AI Gateway editions Serverless vs Dedicated Instance - API Gateway

AI Gateway offers two editions: Dedicated Instance and Serverless. Compare their capabilities, quotas, and capacity specifications to choose the right edition for your workload.

Edition comparison

Serverless: Auto-scales elastically with no resource management. Pay-as-you-go billing enables fast integration at low cost.
Dedicated Instance: Independently deployed with advanced capabilities including plugin extensibility, hardware acceleration, and WAF integration. Delivers a higher SLA for enterprises that require greater stability and security.

Category	Feature	Serverless	Dedicated Instance
Model proxy	Text-to-text	Supported	Supported
	Multimodal	Supported	Supported
	Built-in policies	Supported	Supported
MCP Server	MCP proxy	Supported	Supported
MCP Server	HTTP to MCP	Supported	Supported
Agent proxy	Model Studio	Supported	Supported
	Dify	Supported	Supported
	Custom	Supported	Supported
Plugins	System plugin	Supported	Supported
	Plugin marketplace	Not supported	Supported
	Custom plugins	Not supported	Supported
Specifications	Capacity specifications	Automatic scaling	Different capacity specifications are available based on queries per second (QPS) and client connections.
Hardware acceleration	TLS hardware acceleration	Not supported	Supported
Hardware acceleration	QAT hardware compression and decompression	Not supported	Supported
Security	WAF integration	Not supported	Supported
Observability	Monitoring and alerting	Business metrics only Note The underlying system is fully managed, so system-level monitoring is not required.	Business metrics System resources Custom configurations
Endpoints	Fixed EIP	Not supported.
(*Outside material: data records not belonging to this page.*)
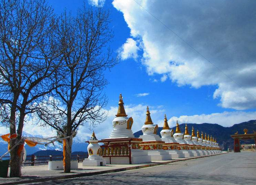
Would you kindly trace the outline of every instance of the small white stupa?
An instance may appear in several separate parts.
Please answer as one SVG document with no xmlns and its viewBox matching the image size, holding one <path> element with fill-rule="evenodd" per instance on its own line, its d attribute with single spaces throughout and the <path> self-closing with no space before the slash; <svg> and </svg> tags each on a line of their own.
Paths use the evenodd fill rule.
<svg viewBox="0 0 256 185">
<path fill-rule="evenodd" d="M 156 133 L 158 126 L 152 122 L 148 106 L 147 108 L 146 115 L 146 121 L 141 128 L 143 135 L 139 138 L 142 139 L 142 142 L 140 144 L 141 150 L 147 151 L 149 155 L 151 156 L 152 160 L 171 159 L 172 155 L 162 149 L 164 142 L 162 141 Z"/>
<path fill-rule="evenodd" d="M 106 160 L 102 156 L 100 156 L 101 147 L 98 143 L 98 140 L 95 136 L 94 131 L 89 141 L 87 151 L 89 157 L 83 161 L 83 166 L 105 166 Z"/>
<path fill-rule="evenodd" d="M 189 133 L 188 132 L 187 124 L 186 124 L 186 125 L 185 125 L 185 132 L 184 133 L 184 140 L 186 141 L 187 143 L 189 145 L 188 148 L 189 150 L 188 151 L 188 153 L 193 153 L 193 154 L 190 154 L 190 156 L 197 156 L 199 155 L 200 155 L 195 150 L 196 145 L 191 141 L 192 136 L 189 134 Z"/>
<path fill-rule="evenodd" d="M 178 146 L 178 150 L 180 150 L 184 154 L 185 157 L 194 156 L 192 153 L 189 152 L 189 150 L 188 150 L 189 145 L 184 139 L 184 134 L 181 131 L 178 120 L 176 122 L 176 130 L 175 131 L 175 133 L 173 134 L 173 137 L 177 142 L 179 143 L 179 145 Z"/>
<path fill-rule="evenodd" d="M 209 147 L 206 144 L 206 141 L 207 140 L 207 137 L 206 137 L 206 133 L 205 133 L 205 135 L 204 139 L 203 134 L 203 132 L 202 132 L 202 144 L 205 147 L 205 152 L 206 152 L 206 154 L 208 155 L 209 155 L 211 154 L 211 153 L 210 152 Z"/>
<path fill-rule="evenodd" d="M 196 145 L 196 151 L 198 152 L 198 156 L 205 155 L 205 153 L 203 152 L 202 150 L 201 149 L 201 146 L 198 141 L 198 137 L 200 137 L 199 135 L 199 131 L 198 131 L 198 130 L 197 132 L 197 136 L 196 136 L 196 134 L 195 134 L 194 127 L 192 127 L 192 132 L 191 133 L 192 139 L 191 140 L 192 141 L 193 143 Z"/>
<path fill-rule="evenodd" d="M 207 155 L 206 151 L 205 150 L 205 146 L 203 145 L 203 144 L 202 143 L 203 136 L 203 132 L 202 132 L 202 134 L 201 136 L 200 136 L 199 131 L 198 131 L 198 130 L 197 134 L 197 142 L 199 145 L 200 145 L 200 146 L 201 146 L 201 150 L 202 151 L 202 152 L 203 154 L 203 155 Z"/>
<path fill-rule="evenodd" d="M 215 147 L 215 146 L 214 145 L 214 141 L 213 140 L 213 138 L 212 137 L 211 135 L 210 144 L 212 148 L 212 151 L 213 152 L 213 153 L 214 154 L 217 154 L 218 152 L 216 150 L 216 148 Z"/>
<path fill-rule="evenodd" d="M 211 145 L 210 144 L 210 137 L 209 137 L 209 134 L 208 134 L 208 137 L 207 137 L 207 139 L 206 141 L 206 145 L 208 146 L 208 148 L 209 148 L 209 152 L 210 152 L 210 153 L 211 154 L 214 154 L 214 153 L 213 152 L 213 151 L 212 151 L 212 147 L 211 146 Z"/>
<path fill-rule="evenodd" d="M 163 145 L 163 148 L 171 154 L 172 159 L 185 158 L 185 155 L 182 151 L 177 150 L 177 146 L 179 145 L 173 137 L 173 130 L 171 129 L 167 122 L 166 115 L 164 115 L 164 126 L 160 132 L 163 141 L 165 143 Z"/>
<path fill-rule="evenodd" d="M 192 141 L 196 145 L 197 150 L 201 153 L 201 155 L 205 155 L 206 153 L 203 150 L 204 147 L 202 143 L 202 139 L 201 138 L 199 131 L 197 130 L 197 136 L 196 137 L 193 136 L 194 128 L 192 127 Z"/>
</svg>

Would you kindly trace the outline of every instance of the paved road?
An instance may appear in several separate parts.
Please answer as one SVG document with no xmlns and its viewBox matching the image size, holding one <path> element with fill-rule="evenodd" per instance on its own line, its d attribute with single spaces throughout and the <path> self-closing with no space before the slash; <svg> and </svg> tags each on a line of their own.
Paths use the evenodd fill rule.
<svg viewBox="0 0 256 185">
<path fill-rule="evenodd" d="M 42 183 L 30 184 L 43 184 Z M 45 182 L 47 185 L 256 184 L 256 152 L 220 155 L 125 172 Z"/>
</svg>

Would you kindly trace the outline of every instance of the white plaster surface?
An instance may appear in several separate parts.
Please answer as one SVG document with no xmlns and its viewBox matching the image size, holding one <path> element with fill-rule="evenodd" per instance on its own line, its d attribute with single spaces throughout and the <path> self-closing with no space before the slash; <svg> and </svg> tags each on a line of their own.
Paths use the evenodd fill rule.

Uses a shared endpoint.	Supported. Uses dedicated endpoints.
Endpoints	Inbound bandwidth	Shared bandwidth, up to 400 Mbps per instance.	Dedicated bandwidth. Default limit: 4 Gbps per instance, dynamically adjustable.
O&M	Configuration changes	Scales automatically. No manual configuration management required.	Configurations can be changed as needed. Cannot be downgraded to the Serverless edition.
Stability guarantee	SLA	99.9%	99.99%
	Dependent middleware	Shared, logically isolated	Dedicated, physical isolation
	Version updates	Automatic	Manual

Capacity specifications

Dedicated instances offer multiple instance types differentiated by QPS and client connection capacity.

Instance type	QPS	Client connections
aigw.small.x1	1500	20000
aigw.small.x2	3000	40000
aigw.small.x4	6000	80000
aigw.medium.x1	12000	160000
aigw.medium.x2	24000	320000
aigw.medium.x3	36000	480000
aigw.large.x1	48000	640000
aigw.large.x2	96000	1280000
aigw.large.x3	144000	1920000
aigw.large.x4	192000	2560000

Quotas

Global quotas

Quota item	Quota
Instances per region	100

Instance quotas

Quota dimension	Serverless	Small	Medium	Large
Number of MCP Servers	100	500	1000	2000
Total active routes (including Model API and Agent API routes)	2500	5000	7500	10000
Number of published domain names	100	200	500	1000
Number of associated services	200	800	2000	4000
Number of service nodes	400	1600	4000	8000
Number of Kubernetes service sources	3	3	5	5
Number of installed plugins	N/A	10	20	30
Number of uploaded custom plugins	N/A	20	50	80
Number of authorized consumers	500	2000	6000	10000